THANK YOU TUTORS SO MUCH FOR YOUR HELP

Determine the intervals on which the function is concave up or concave down.

I finally understand that when f'' is greater than 0 it means concave up.

f(X) = 18x^2 + x^4

so I differentiate that to be
36x + 4x^3 that is f'
if I differentiate again I get:
f'' = 36+12x^2

it's from here that I get lost. At what intervals does it represent concave up or down? and what is my next step after getting f''?

look at f" - it is always positive

so, f is always concave up

just looking at it you can see that f(0) = 0, and always goes up on each side.
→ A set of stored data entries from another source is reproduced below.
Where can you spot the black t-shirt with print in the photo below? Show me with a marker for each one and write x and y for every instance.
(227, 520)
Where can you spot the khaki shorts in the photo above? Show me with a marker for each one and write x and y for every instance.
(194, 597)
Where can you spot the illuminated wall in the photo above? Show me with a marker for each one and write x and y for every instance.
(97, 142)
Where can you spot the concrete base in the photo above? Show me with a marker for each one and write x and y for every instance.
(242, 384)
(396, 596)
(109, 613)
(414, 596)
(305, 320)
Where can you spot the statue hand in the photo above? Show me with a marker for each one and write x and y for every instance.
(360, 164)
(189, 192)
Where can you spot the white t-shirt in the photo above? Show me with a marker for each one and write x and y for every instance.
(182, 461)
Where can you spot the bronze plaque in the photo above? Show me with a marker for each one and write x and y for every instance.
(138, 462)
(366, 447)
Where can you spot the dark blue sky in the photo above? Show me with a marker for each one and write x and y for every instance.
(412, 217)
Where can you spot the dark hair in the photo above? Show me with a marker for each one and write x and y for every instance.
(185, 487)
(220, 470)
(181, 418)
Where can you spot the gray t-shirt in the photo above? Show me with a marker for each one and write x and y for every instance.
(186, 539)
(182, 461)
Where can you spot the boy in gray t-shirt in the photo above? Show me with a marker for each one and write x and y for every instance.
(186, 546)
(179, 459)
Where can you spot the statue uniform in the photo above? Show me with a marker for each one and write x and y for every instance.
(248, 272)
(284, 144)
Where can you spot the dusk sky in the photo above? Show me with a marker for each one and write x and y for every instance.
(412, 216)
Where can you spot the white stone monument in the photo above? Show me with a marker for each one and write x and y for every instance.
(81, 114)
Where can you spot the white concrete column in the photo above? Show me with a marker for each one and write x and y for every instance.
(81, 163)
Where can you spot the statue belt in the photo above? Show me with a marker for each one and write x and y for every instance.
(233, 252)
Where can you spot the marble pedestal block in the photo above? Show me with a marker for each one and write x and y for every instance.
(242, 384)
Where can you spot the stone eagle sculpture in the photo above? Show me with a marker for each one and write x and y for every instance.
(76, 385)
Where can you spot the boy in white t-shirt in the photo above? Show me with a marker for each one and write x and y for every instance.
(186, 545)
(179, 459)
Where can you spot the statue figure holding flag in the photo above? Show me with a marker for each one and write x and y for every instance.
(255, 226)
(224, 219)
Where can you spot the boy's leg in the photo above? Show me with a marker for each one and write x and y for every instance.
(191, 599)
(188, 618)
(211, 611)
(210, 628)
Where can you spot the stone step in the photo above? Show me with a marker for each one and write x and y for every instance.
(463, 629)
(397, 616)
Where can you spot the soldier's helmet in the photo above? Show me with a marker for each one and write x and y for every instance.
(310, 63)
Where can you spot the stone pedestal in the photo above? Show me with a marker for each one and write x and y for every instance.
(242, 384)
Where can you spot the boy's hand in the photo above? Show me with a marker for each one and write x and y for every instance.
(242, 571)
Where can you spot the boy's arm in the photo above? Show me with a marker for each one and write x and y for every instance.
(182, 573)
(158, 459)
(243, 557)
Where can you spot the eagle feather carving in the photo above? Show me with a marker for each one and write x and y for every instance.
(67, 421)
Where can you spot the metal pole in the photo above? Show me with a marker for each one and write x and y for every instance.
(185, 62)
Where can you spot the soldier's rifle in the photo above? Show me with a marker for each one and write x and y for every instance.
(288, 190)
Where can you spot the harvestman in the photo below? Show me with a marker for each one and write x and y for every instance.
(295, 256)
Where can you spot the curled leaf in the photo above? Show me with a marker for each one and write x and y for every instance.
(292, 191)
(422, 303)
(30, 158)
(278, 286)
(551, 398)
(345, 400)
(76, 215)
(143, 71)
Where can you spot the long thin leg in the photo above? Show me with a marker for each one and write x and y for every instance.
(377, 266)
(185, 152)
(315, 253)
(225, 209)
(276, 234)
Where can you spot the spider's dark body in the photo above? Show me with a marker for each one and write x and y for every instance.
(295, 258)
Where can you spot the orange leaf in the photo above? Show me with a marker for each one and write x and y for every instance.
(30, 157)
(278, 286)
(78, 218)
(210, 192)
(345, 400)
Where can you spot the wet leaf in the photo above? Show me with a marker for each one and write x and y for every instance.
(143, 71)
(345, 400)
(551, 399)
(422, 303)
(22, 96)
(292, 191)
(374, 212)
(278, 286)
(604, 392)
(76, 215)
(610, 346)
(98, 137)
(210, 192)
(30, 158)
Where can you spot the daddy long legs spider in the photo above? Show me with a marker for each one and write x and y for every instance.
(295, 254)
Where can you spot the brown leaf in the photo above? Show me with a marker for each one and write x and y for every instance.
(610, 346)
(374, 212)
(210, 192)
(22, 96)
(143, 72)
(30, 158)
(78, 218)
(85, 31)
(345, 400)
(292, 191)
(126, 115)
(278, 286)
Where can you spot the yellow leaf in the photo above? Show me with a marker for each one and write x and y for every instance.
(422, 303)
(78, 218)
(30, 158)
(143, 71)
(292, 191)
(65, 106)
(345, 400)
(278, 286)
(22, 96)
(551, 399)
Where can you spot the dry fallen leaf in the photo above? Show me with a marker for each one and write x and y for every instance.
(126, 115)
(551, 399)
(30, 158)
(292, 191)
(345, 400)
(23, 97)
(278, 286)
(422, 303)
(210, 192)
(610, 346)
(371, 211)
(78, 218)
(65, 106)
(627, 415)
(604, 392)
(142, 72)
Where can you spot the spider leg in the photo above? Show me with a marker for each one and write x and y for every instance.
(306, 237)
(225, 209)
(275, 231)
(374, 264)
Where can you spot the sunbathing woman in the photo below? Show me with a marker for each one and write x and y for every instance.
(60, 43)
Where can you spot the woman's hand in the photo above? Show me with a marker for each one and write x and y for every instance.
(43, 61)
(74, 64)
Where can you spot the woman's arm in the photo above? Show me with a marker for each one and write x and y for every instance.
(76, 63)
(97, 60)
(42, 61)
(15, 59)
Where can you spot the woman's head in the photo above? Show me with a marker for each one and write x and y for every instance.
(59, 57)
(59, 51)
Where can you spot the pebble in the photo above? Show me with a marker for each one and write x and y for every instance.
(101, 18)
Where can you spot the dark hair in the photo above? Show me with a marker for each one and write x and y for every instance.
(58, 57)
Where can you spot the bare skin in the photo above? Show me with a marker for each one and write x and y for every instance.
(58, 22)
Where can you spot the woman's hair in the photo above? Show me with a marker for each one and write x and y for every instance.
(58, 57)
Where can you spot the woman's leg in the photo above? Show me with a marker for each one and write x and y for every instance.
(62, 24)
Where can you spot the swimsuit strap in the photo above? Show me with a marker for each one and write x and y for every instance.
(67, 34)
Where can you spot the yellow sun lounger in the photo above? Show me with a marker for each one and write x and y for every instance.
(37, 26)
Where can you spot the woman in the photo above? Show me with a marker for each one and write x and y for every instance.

Right, but I am unsure what to put for intervals of concave up :/

how about (-oo,+oo) ?

To determine the intervals on which the function is concave up or concave down, you need to analyze the concavity of the function by examining the sign of the second derivative, f''.

In your case, you have found that f'' = 36 + 12x^2.

To identify the intervals where the function is concave up or concave down, follow these steps:

1. Start by finding the critical points of the function. Critical points occur where the second derivative is equal to zero or undefined. In this case, since f'' is a polynomial, it is defined for all values of x. Therefore, we do not have any critical points.

2. To determine the intervals of concavity, analyze the sign of the second derivative, f''. When f'' > 0, the function is concave up. When f'' < 0, the function is concave down.

To find the intervals where f'' > 0, solve the inequality f'' > 0:

36 + 12x^2 > 0

Simplifying the inequality, we get:

12x^2 > -36

Divide both sides by 12 to isolate x^2:

x^2 > -3

Since x^2 cannot be negative, the inequality holds true for all real values of x. Therefore, f'' > 0 for all x.

This means that the function f(x) = 18x^2 + x^4 is concave up on its entire domain.

So, in summary, the function f(x) = 18x^2 + x^4 is concave up for all values of x. There are no intervals of concave down for this particular function.